Mi guardava come si guarda un clown.
In quell’istante mi sentii davvero in colpa.
Poi, però, la rabbia riprese subito il sopravvento.
«È questa l’educazione della famiglia Cooper?» disse con leggerezza. «Fare una scenata in una stanza d’ospedale, spaccare le cose?»
Odiavo più di ogni altra cosa quel suo sguardo gelido. Come se tutte le mie emozioni non significassero nulla per lei.
«Ogni centesimo che spendi viene dalla famiglia Cooper! Con che diritto fai la superiore?»
«I soldi?» All’improvviso rise, ma quel sorriso non le arrivò agli occhi. «Di ogni centesimo che la famiglia Cooper mi ha dato, ho tenuto il conto. Quando me ne andrò, restituirò fino all’ultimo centesimo.»
Abbassò lo sguardo sui lividi ai polsi, poi si toccò la nuca.
«E… queste ferite che mi hai fatto,» alzò gli occhi, lo sguardo come una lama, «dovremo sistemarle anche quelle. Una per una.»
Sistemarle?
Quelle parole furono come acqua gelida sul cuore.
Mi immobilizzai.
Mi aspettavo che piangesse, che facesse una scenata, ma non mi aspettavo che mi parlasse con quel tono da resa dei conti.
Che cosa intendeva per “sistemare”? Che cosa voleva sistemare? Sta davvero pensando di andarsene?
Un panico mai provato mi strinse.
Non irritazione, non rabbia: paura vera.
La fissai, cercando un segno di finzione. Ma la determinazione nei suoi occhi era assolutamente autentica.
«Sophia, che gioco stai facendo?» urlai, ma la mia voce aveva perso sicurezza. Ci sentivo perfino un tremito.
Lei non si degnò nemmeno di guardarmi. Si voltò verso l’uomo, il tono di nuovo educato.
«Owen, per favore chiami la sicurezza.»
Stava davvero chiamando la sicurezza per farmi buttare fuori?
Stavo per perdere il controllo quando la sentii aggiungere:
«E mi aiuti anche a contattare il mio avvocato. Quei documenti sui beni che avevamo preparato prima… possiamo iniziare a procedere.»
Avvocato? Documenti sui beni? Nella mia testa ci fu un ronzio, e poi il vuoto.

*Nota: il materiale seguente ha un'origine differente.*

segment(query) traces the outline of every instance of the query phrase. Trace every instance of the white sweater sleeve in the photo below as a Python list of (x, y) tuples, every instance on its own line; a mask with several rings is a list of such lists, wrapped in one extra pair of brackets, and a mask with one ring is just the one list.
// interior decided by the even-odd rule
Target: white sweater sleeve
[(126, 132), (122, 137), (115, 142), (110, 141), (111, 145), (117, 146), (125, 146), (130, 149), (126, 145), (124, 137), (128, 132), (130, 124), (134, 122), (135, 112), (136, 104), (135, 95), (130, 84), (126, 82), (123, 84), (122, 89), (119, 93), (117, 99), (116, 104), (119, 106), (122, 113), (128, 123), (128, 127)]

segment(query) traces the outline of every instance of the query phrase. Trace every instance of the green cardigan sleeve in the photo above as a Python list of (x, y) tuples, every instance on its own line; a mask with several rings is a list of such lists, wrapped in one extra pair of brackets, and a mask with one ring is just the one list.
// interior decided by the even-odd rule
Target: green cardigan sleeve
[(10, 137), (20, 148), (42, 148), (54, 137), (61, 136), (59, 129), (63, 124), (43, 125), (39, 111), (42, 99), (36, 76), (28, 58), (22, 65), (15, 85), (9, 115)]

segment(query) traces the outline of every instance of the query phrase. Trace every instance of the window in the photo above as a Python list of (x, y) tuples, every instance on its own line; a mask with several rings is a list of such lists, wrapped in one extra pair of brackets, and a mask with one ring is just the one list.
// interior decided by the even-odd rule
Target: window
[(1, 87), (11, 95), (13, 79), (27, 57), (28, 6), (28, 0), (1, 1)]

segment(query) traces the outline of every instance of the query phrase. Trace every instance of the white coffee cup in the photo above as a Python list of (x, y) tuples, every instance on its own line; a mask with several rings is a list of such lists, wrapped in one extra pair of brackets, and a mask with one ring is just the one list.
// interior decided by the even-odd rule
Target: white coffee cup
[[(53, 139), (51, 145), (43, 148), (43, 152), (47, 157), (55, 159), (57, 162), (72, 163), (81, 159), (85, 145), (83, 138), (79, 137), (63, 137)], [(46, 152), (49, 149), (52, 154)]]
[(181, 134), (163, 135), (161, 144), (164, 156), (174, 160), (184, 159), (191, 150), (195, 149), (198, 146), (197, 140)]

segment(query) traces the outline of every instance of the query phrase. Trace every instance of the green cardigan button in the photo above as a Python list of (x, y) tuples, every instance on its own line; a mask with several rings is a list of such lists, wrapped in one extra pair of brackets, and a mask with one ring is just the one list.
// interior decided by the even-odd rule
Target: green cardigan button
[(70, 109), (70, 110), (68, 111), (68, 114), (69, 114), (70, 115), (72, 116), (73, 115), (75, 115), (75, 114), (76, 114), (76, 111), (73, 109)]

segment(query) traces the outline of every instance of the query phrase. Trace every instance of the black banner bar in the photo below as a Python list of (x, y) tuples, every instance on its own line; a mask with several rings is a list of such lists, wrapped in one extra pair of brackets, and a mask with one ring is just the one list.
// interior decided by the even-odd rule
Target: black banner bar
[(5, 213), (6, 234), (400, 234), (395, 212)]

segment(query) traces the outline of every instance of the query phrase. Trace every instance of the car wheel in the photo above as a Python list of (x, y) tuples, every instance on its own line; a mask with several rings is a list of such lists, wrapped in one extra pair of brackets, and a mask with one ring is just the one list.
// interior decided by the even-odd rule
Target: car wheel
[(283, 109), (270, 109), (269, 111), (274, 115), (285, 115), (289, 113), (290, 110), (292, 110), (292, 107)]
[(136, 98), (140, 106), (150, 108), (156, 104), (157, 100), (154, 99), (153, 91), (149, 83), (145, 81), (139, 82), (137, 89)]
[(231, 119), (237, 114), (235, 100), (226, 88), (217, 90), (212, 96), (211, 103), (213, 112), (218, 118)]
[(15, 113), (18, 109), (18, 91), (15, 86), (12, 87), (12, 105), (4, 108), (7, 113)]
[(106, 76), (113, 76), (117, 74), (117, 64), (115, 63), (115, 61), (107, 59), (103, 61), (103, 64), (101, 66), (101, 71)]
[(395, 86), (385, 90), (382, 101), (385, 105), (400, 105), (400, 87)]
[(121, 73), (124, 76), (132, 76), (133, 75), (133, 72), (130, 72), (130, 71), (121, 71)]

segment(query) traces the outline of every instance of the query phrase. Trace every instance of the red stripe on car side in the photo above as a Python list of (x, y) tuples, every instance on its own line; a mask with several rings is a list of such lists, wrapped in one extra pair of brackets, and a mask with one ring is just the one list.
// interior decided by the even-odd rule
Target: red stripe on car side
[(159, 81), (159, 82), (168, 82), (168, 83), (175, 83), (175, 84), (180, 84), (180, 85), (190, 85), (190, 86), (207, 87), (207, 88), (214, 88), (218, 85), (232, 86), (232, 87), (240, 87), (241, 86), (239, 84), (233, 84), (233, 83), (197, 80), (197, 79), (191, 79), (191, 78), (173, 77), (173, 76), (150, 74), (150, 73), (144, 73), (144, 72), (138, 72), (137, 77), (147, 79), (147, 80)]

Mi tornò all’improvviso in mente quell’offerta di lavoro da Eldoria, mi tornò in mente quando aveva parlato di divorzio; e collegando tutto al suo atteggiamento di adesso—il voler restituire i soldi, il voler regolare le ferite…
Non sta solo parlando?
Non sta bluffando?
Immagini diverse mi travolsero: la sua schiena mentre firmava dei fogli, i suoi movimenti mentre faceva una valigia, il cambiamento nei suoi occhi dall’attesa alla delusione, fino alla calma.
Tutti quei dettagli che non avevo mai notato mi tornarono addosso in un’unica ondata, ognuno come una lama.
Il panico crebbe ancora.
Strinsi i pugni fino a farmi sbiancare le nocche, le unghie affondate nei palmi, usando il dolore per soffocare l’impulso di scattare in avanti e afferrarle le spalle.
Impossibile.
Mi ha amato per tanti anni—come potrebbe davvero lasciar andare?
Allora che cosa sta preparando, esattamente?
Fissai il suo viso pallido, la testa fasciata di garza, i lividi ai polsi—quelle ferite gliele avevo fatte io, spingendola.
Ero io quello che l’aveva mandata al pronto soccorso.
Ero io quello che l’aveva spinta tra le braccia di un altro uomo.
Quel pensiero mi colpì al petto come un martello.
Aprii la bocca, volendo dire qualcosa.
Ammettere che avevo torto?
Chiederle scusa?
No, Daniel non fa mai marcia indietro.
Ma se non dico niente, lei se ne andrà davvero?